Anna Wahlgren veröffentlichte im Jahre 1968 zwei Bücher gleichzeitig, nämlich die Novellensammlung En av kvällarna und das Kinderbuch Burken. Beide wurden von der Kritik positiv aufgenommen, aber erreichten keine besondere Auflageziffern. Erst als 1970 ihr Roman Veka Livet erschien, ein Roman, der vor allem in der Babyabteilung eines Krankenhauses handelt, wurde man auf die Schriftstellerin wirklich aufmerksam. Der Verkauf des Buches war im Laufe der Jahre beachtlich und brachte Anna Wahlgren den Ruf einer zeitkritischen Autorin, die sich für Frauenprobleme interessiert und für eine bessere Zukunft arbeitet.

In den Folgejahren erschienen dann mehrere Bücher der Schriftstellerin, de jedoch alle nur einen durchschnittlichen Erfolg hatten, der vor allem dadurch entstand, dass Anna Wahlgren parallel zur schriftstellerischen Tätigkeit  sehr eifrig für die Wochen- und die Tagespresse arbeitete, was ihr zu einem gewissen Ruf verhalf. Insbesondere ihre Aktivität bei der Frauenzeitschrift Hemmets Journal leistete hier große Dienste.

Der wahre Erfolg kam für Anna Wahlgren 1983 mit ihrem Buch Barnaboken, einer Bible für alle Mütter in der sie auf 834 Seiten alles erklärt was eine Frau wissen muss, angefangen von der Schwangerschaft bis das Kind 16 Jahre alt wird. Es ist ein persönliches Buch, das nur auf eigene Erfahrungen und Meinungen aufbaut und zu jedem Problem eine Antwort bietet.

Das Buch weckte Interesse und füllte eine Marktlücke, was Anna Wahlgren zu einem häufig eingeladenen Gast in Radio und Fernsehen machte und gleichzeitig den Verkauf des Buches förderte, das mittlerweile über 500.000 Mal verkauft wurde, da unzählige Mütter Schwedens Hilfe bei Anna Wahlgren fanden, und die das Buch erst zur Bibel machten statt es als persönlichen Erfahrungsaustausch zu sehen.

Für die Schriftstellerin Anna Wahlgren wäre es allerdings besser gewesen dieses Buch nicht zu veröffentlichen, denn alle ihre folgenden Werke verblassten neben dem Barnaboken und die Leser wollten von ihr nur noch Themen zu Frauen und Kindern.

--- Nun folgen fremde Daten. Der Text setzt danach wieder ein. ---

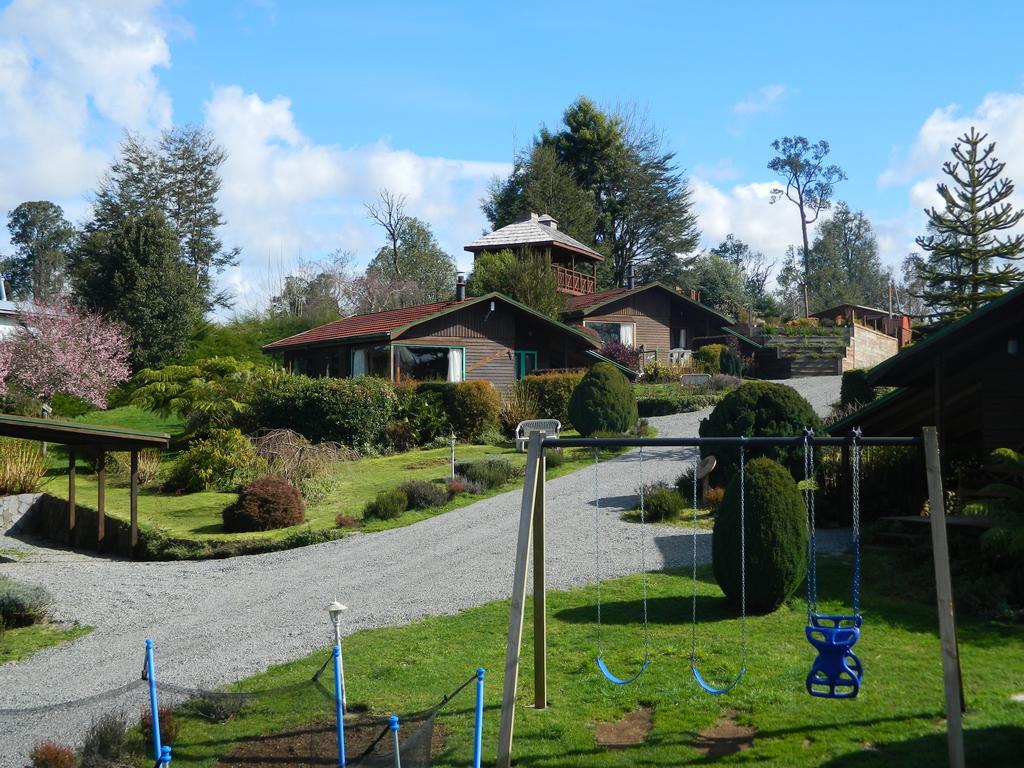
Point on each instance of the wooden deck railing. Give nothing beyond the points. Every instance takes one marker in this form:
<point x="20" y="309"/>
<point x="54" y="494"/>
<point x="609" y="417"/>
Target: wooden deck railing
<point x="571" y="282"/>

Das größte Problem schuf Anna Wahlgren, der man nachsagt, dass sie Mitglied der Scientologen sei, jedoch selbst weil sie im April 2009 durch ein Videodokument zeigen wollte wie man kleine Kinder am besten zum Schlafen bringt. Kinderärzte, Psychologen und Verbände zum Kinderschutz bezeichneten diese Methode als extrem veraltet, gefährlich und gingen selbst soweit sie mit Kindesmisshandlung gleichzusetzen. Das Video verschwand wieder, aber die Diskussion über die Qualität des Buches endete nicht mehr.

Mehr als die Kritiken gegen ihre Erziehungsmethoden, die meist auf intellektuellem Niveau ausgetragen wurden, verursachte im Jahr 2012 ein ungeahntes Problem größere Schwierigkeitn, denn eine der Töchter Annas, Felicia Feldt, veröffentlichte in Felicia försvann ihre Version wie ihre Kindheit ablief, wie sie die Erziehung empfand und warum sie jahrelang einen Psychotherapeuten benötigte. Sie schreibt von einem Leben ohne Stabilität, bei dem der nächtliche Sex sie wach hielt, sie schreibt davon mindestens einmal im Jahr umgezogen zu sein, tagelang allein gelassen worden zu sein, weil die Mutter sie im Alkohol vergessen hatte und von ungerechten Bestrafungen. Da die Geschwister schweigen, weiß niemand, ob die Anklagen Felicias stimmen oder nicht, aber sie geben zu denken und verhindern, dass Frauen weiterhin blind an das Barnaboken glauben.

Anna Wahlgren ist wieder, oder immer noch, im Gespräch, aber die Diskussion führt weg von der Schriftstellerin und von den über 20 Büchern, die sie veröffentlicht hat. Es wird Jahre dauern bis die Leser wieder zur Literatur Anna Wahlgrens finden werden und der Ruf der schlechten Mutter verblasst.